Operational Workflow Automation

Over the years I’ve seen operational teams spend more time chasing work than completing it. This project focused on creating accountability without adding more administration.

Role
Lead Product Designer
Platform
B2B SaaS Platform
Focus
Workflow Automation & Service Management
Contribution
UX Strategy, Information Architecture, Product Design
Challenge

One pattern kept appearing during customer conversations.

When tasks became overdue, teams rarely lacked notifications.


They lacked clarity around ownership.


As organisations grew across multiple buildings, properties and operational teams, responsibility became increasingly fragmented. Work would sit unresolved while different teams assumed someone else was already dealing with it.


The challenge wasn’t reminding people that work was overdue.

The challenge was creating a framework that made accountability visible, scalable and consistent across very different organisational structures.

Approach
Designing Accountability Into The Workflow

Early discovery revealed that escalation wasn’t simply an alerting problem.

Most organisations already had emails, reports and notifications.


The real issue was that accountability often existed outside the workflow itself.


I wanted escalation to become part of the operational experience rather than something managers had to manually monitor.


The design needed to support both administrators configuring escalation policies and operational teams managing work day-to-day.

Key goals included:

• Reducing manual oversight
• Supporting different organisational structures
• Automating escalation processes
• Making ownership visible
• Helping teams prioritise overdue work
• Increasing confidence in SLA compliance

Key Decisions
Configuring Escalations At Asset Level

Rather than creating another notification system, I focused on ensuring accountability remained visible throughout the lifecycle of a task.

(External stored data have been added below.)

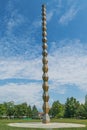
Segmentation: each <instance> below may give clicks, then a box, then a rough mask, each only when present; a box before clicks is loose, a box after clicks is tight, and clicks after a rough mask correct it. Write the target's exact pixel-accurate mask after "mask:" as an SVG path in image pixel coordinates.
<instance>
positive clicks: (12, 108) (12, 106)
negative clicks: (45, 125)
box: [0, 101, 38, 118]
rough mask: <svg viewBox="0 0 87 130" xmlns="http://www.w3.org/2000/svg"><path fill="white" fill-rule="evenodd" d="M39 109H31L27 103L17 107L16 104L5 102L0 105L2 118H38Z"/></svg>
mask: <svg viewBox="0 0 87 130" xmlns="http://www.w3.org/2000/svg"><path fill="white" fill-rule="evenodd" d="M37 117H38V109H37V107H36V106H35V105H34V106H33V107H31V106H30V105H27V103H26V102H25V103H21V104H18V105H15V104H14V102H12V101H11V102H4V103H3V104H0V118H37Z"/></svg>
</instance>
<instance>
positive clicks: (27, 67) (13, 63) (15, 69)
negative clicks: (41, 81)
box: [0, 58, 41, 80]
mask: <svg viewBox="0 0 87 130" xmlns="http://www.w3.org/2000/svg"><path fill="white" fill-rule="evenodd" d="M6 78H24V79H25V78H28V79H35V80H36V79H41V59H40V58H39V59H38V58H36V59H33V60H29V61H27V60H22V59H21V60H19V59H18V60H17V59H16V60H13V59H7V60H6V59H5V60H0V79H6Z"/></svg>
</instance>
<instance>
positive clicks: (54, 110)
mask: <svg viewBox="0 0 87 130" xmlns="http://www.w3.org/2000/svg"><path fill="white" fill-rule="evenodd" d="M49 113H50V115H51V116H52V117H53V118H81V119H87V95H86V96H85V103H84V104H81V103H80V102H79V101H77V100H76V98H74V97H70V98H67V100H66V102H65V104H61V103H60V102H59V101H54V102H53V104H52V107H51V109H50V112H49Z"/></svg>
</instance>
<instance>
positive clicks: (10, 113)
mask: <svg viewBox="0 0 87 130" xmlns="http://www.w3.org/2000/svg"><path fill="white" fill-rule="evenodd" d="M3 105H4V107H5V108H6V115H7V116H9V117H10V118H11V116H14V111H15V109H14V102H13V101H11V102H4V104H3Z"/></svg>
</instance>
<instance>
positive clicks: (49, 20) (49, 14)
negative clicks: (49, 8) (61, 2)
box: [47, 11, 54, 22]
mask: <svg viewBox="0 0 87 130" xmlns="http://www.w3.org/2000/svg"><path fill="white" fill-rule="evenodd" d="M53 13H54V12H53V11H50V12H49V13H47V21H48V22H49V21H50V20H51V19H52V17H53Z"/></svg>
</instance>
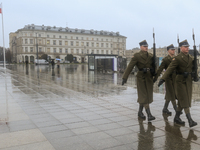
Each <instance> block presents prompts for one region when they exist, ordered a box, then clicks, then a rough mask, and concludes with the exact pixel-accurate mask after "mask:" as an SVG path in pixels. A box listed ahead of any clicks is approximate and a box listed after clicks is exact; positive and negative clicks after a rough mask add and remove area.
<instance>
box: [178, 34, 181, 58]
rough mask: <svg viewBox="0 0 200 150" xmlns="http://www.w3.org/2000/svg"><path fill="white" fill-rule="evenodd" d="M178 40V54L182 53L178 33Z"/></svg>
mask: <svg viewBox="0 0 200 150" xmlns="http://www.w3.org/2000/svg"><path fill="white" fill-rule="evenodd" d="M177 42H178V54H179V53H180V51H181V50H180V47H179V36H178V35H177Z"/></svg>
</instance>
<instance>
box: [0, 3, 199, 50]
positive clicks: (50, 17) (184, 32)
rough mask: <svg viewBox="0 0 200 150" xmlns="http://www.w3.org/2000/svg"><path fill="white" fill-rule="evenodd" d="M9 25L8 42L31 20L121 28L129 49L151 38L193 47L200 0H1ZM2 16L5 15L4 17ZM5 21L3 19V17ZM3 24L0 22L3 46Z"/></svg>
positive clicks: (36, 23)
mask: <svg viewBox="0 0 200 150" xmlns="http://www.w3.org/2000/svg"><path fill="white" fill-rule="evenodd" d="M0 2H2V4H3V17H4V29H5V33H4V35H5V46H6V47H8V46H9V33H10V32H15V31H17V29H20V28H23V27H24V26H25V25H27V24H35V25H43V24H44V25H48V26H54V25H55V26H57V27H66V25H68V27H69V28H79V29H95V30H106V31H114V32H117V31H119V32H120V34H122V35H124V36H126V37H127V44H126V47H127V49H131V48H134V47H138V43H139V42H140V41H142V40H144V39H146V40H147V42H148V44H149V46H150V47H152V45H153V39H152V31H153V27H154V30H155V35H156V47H159V46H161V47H163V46H167V45H170V44H174V45H175V46H177V34H179V38H180V41H182V40H185V39H188V42H189V44H190V45H191V46H190V47H191V48H192V45H193V41H192V28H194V31H195V36H196V45H199V44H200V18H199V16H200V1H199V0H51V1H50V0H1V1H0ZM0 20H1V19H0ZM0 22H1V21H0ZM2 45H3V42H2V24H1V23H0V46H2Z"/></svg>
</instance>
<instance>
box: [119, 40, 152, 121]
mask: <svg viewBox="0 0 200 150" xmlns="http://www.w3.org/2000/svg"><path fill="white" fill-rule="evenodd" d="M139 45H140V49H141V51H140V52H138V53H135V54H134V55H133V57H132V59H131V62H130V63H129V65H128V67H127V68H126V70H125V72H124V74H123V77H122V85H124V83H126V81H127V79H128V76H129V74H130V73H131V71H132V69H133V67H134V66H135V65H136V66H137V67H138V69H139V71H138V73H137V91H138V103H139V111H138V117H140V118H142V119H146V117H145V116H144V114H143V112H142V110H143V107H145V109H146V113H147V116H148V121H151V120H155V119H156V118H155V117H154V116H152V114H151V112H150V108H149V104H150V103H152V102H153V75H152V74H153V69H152V64H153V55H152V54H151V53H148V44H147V42H146V40H144V41H142V42H140V43H139Z"/></svg>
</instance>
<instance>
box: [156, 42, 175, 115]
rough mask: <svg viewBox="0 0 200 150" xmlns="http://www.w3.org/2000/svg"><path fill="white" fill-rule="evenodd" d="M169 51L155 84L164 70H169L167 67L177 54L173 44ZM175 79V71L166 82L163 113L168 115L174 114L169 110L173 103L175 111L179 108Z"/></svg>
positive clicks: (166, 80)
mask: <svg viewBox="0 0 200 150" xmlns="http://www.w3.org/2000/svg"><path fill="white" fill-rule="evenodd" d="M167 51H168V55H167V56H166V57H165V58H163V59H162V63H161V65H160V66H159V68H158V70H157V74H156V76H155V77H154V79H153V82H154V83H155V82H156V80H157V79H158V77H159V76H160V74H161V72H162V71H163V69H165V70H167V67H168V66H169V64H170V63H171V61H172V59H173V57H174V54H175V48H174V45H173V44H171V45H169V46H167ZM175 78H176V72H175V71H174V72H173V73H172V74H171V75H170V76H168V77H167V78H166V81H165V88H166V93H165V104H164V108H163V110H162V111H163V113H164V114H167V115H171V114H172V113H171V112H170V111H169V110H168V106H169V103H170V101H171V103H172V105H173V107H174V110H175V111H176V109H177V106H176V96H175Z"/></svg>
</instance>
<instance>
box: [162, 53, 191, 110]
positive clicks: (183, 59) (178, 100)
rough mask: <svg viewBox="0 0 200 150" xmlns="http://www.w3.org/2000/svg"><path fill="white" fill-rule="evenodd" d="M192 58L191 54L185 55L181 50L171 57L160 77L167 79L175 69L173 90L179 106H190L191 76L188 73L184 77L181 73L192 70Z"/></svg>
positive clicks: (183, 72)
mask: <svg viewBox="0 0 200 150" xmlns="http://www.w3.org/2000/svg"><path fill="white" fill-rule="evenodd" d="M193 60H194V58H193V57H192V56H191V55H189V54H188V55H185V54H184V53H182V52H181V53H179V54H178V55H177V56H176V57H174V58H173V59H172V62H171V63H170V65H169V67H168V68H167V70H166V72H165V74H164V75H163V77H162V79H164V80H167V79H168V77H169V76H170V75H171V74H172V73H173V71H174V70H176V71H177V75H176V79H175V92H176V96H177V99H178V101H179V104H180V105H181V107H191V100H192V76H191V74H189V75H188V77H187V78H185V77H184V76H183V75H182V74H181V73H184V72H188V73H191V72H192V69H193Z"/></svg>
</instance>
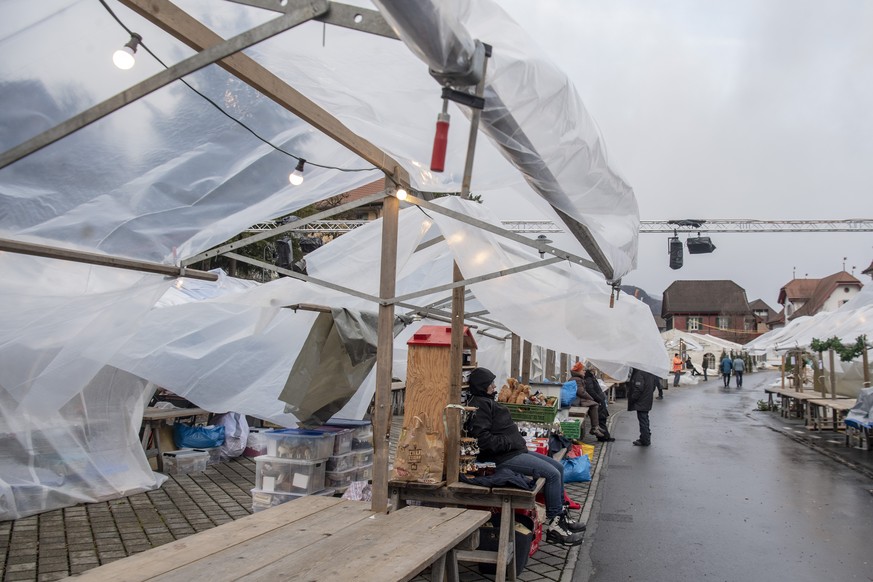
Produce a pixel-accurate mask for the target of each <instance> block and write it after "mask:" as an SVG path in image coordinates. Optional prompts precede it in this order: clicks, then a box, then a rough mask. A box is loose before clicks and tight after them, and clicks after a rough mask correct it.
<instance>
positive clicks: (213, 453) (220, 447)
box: [194, 447, 221, 465]
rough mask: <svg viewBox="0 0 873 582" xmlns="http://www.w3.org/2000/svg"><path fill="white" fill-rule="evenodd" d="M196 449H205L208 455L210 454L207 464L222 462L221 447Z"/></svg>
mask: <svg viewBox="0 0 873 582" xmlns="http://www.w3.org/2000/svg"><path fill="white" fill-rule="evenodd" d="M194 450H195V451H203V452H205V453H206V454H207V455H209V459H207V461H206V464H207V465H214V464H215V463H220V462H221V447H209V448H208V449H194Z"/></svg>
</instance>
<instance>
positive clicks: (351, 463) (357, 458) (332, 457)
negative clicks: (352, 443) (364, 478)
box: [327, 451, 361, 472]
mask: <svg viewBox="0 0 873 582" xmlns="http://www.w3.org/2000/svg"><path fill="white" fill-rule="evenodd" d="M357 459H358V454H357V453H356V452H355V451H349V452H348V453H346V454H344V455H334V456H332V457H330V458H329V459H328V460H327V470H328V471H334V472H336V471H346V470H348V469H352V468H354V467H357V466H358V465H359V464H361V463H357V462H356V461H357Z"/></svg>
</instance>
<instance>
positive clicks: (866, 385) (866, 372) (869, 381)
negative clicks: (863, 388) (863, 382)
mask: <svg viewBox="0 0 873 582" xmlns="http://www.w3.org/2000/svg"><path fill="white" fill-rule="evenodd" d="M861 361H862V362H863V363H864V388H869V387H870V363H869V360H868V359H867V338H866V336H865V337H864V351H863V352H861Z"/></svg>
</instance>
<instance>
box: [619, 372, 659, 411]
mask: <svg viewBox="0 0 873 582" xmlns="http://www.w3.org/2000/svg"><path fill="white" fill-rule="evenodd" d="M656 381H658V382H660V380H659V379H658V378H657V377H656V376H655V375H654V374H650V373H648V372H643V371H642V370H636V369H635V370H634V371H633V373H632V374H631V378H630V381H629V382H628V394H627V409H628V410H638V411H649V410H651V409H652V405H653V404H654V400H655V398H654V396H655V382H656Z"/></svg>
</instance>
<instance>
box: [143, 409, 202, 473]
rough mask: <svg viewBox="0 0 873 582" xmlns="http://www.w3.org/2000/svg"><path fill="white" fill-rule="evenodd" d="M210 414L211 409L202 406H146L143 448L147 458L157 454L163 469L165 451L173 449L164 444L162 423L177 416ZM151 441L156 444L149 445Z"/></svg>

Configuring escalations at asset level

I chose to associate escalation rules directly with assets rather than creating a single global framework.

In practice, different buildings, properties and operational areas often required different service expectations and escalation paths.

This provided flexibility without introducing unnecessary complexity.

Supporting multiple escalation levels

Accountability rarely sits with a single individual.

Allowing tasks to progress through multiple levels of responsibility ensured unresolved work continued moving through the organisation rather than becoming stuck with one team.

Enabling inheritance and reuse

One of the biggest risks with enterprise systems is configuration overhead.

Allowing assets to inherit escalation rules reduced administration while maintaining consistency across large portfolios.

Maintaining visibility within the workflow

I deliberately avoided hiding escalation information inside administration screens.

Ownership, escalation status and urgency remained visible directly within task workflows, helping teams understand responsibility without leaving their current context.

Solution
Automating Operational Accountability

The final solution introduced a configurable escalation framework that continuously monitored unresolved work and automatically triggered actions based on predefined service rules.


Rather than relying on managers to manually track overdue tasks, the system proactively routed accountability through the organisation.

Administrators could:

• Define escalation levels
• Assign escalation owners
• Configure additional recipients
• Set escalation timings
• Apply rules across task groups
• Inherit rules from parent assets

Operational teams gained visibility into active escalations directly within their existing workflows, helping them understand ownership and urgency without additional reporting tools.

My goal wasn’t to create more notifications.

It was to ensure work always had a clear path forward.

Outcome
Keeping Work Moving Forward

The biggest success wasn’t the automation itself.

It was reducing the amount of effort required to understand who owned a problem.


By making accountability visible and automating escalation processes, organisations could focus less on chasing work and more on resolving it.

Benefits included:

• Greater operational accountability
• Improved SLA compliance
• Reduced risk of missed tasks
• Faster intervention on overdue work
• Lower administrative effort
• Consistent escalation processes across large portfolios

This project reinforced something I’ve observed repeatedly throughout enterprise software:


Most operational failures don’t happen because people don’t care.

They happen because ownership becomes unclear as complexity grows.